Los tribunales inquisidores observados en la película El nombre de la Rosa persisten hoy en día en muchos ámbitos de la sociedad y los constituyen personas que creen ser puritanas o que tienen la tarea de observar todo con recelo y velar por la moral.
A veces la familia y los amigos pueden ser tildados de Inquisidores, incluso nosotros mismos solemos pensar que tenemos la potestad de juzgar a los demás por sus gustos u opiniones. La verdad es que vivimos en una sociedad donde se supone todos somos iguales y podemos externar lo que pensamos y hacer lo que nos plazca mientras no perjudique a los demás, aun así esto no se cumple siempre pues los actuales Inquisidores creen tener el deber y el derecho de hacerle frente a la “anarquía social” de nuestros tiempos; siendo esta ya no la brujería ni la herejía sino la homosexualidad, la sexualidad, la música en fin muchísimos aspectos de la vida de todos nosotros.
Estoy seguro que todos hemos estado al frente de algún tribunal Inquisidor de nuestros días, ya sea con nuestros padres, nuestras amistades incluso gente desconocida que nos confronta por pensar de manera diferente a ellos y querer hacer con nuestras vidas algo mas que las de los demas.
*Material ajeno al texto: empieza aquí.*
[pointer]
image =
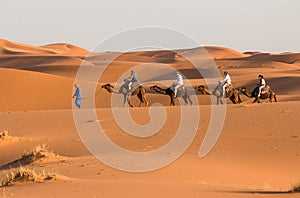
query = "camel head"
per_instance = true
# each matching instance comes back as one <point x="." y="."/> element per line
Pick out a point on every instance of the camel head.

Los Inquisidores son gente que le teme al placer y a hacer lo que nos gusta, creen que cuando hacemos algo que nos gusta debemos sentirnos culpables simplemente porque creen que en la vida todo es sufrimiento o porque hay gente que no puede hacer lo mismo.
Es necesario que estos tribunales desaparezcan de nuestros tiempos y se queden en la Edad Media pero esto solo se conseguirá aprendiendo que los demás tienen su espacio de libertad propia y que pueden pensar diferente la mayoría si les es preciso, necesitamos dejar de juzgar cada vez que vemos a alguien distinto en la calle o no estamos de acuerdo con alguna idea. Cada uno debe tener su criterio propio y respetar el de los demás, no estigmatizarlos.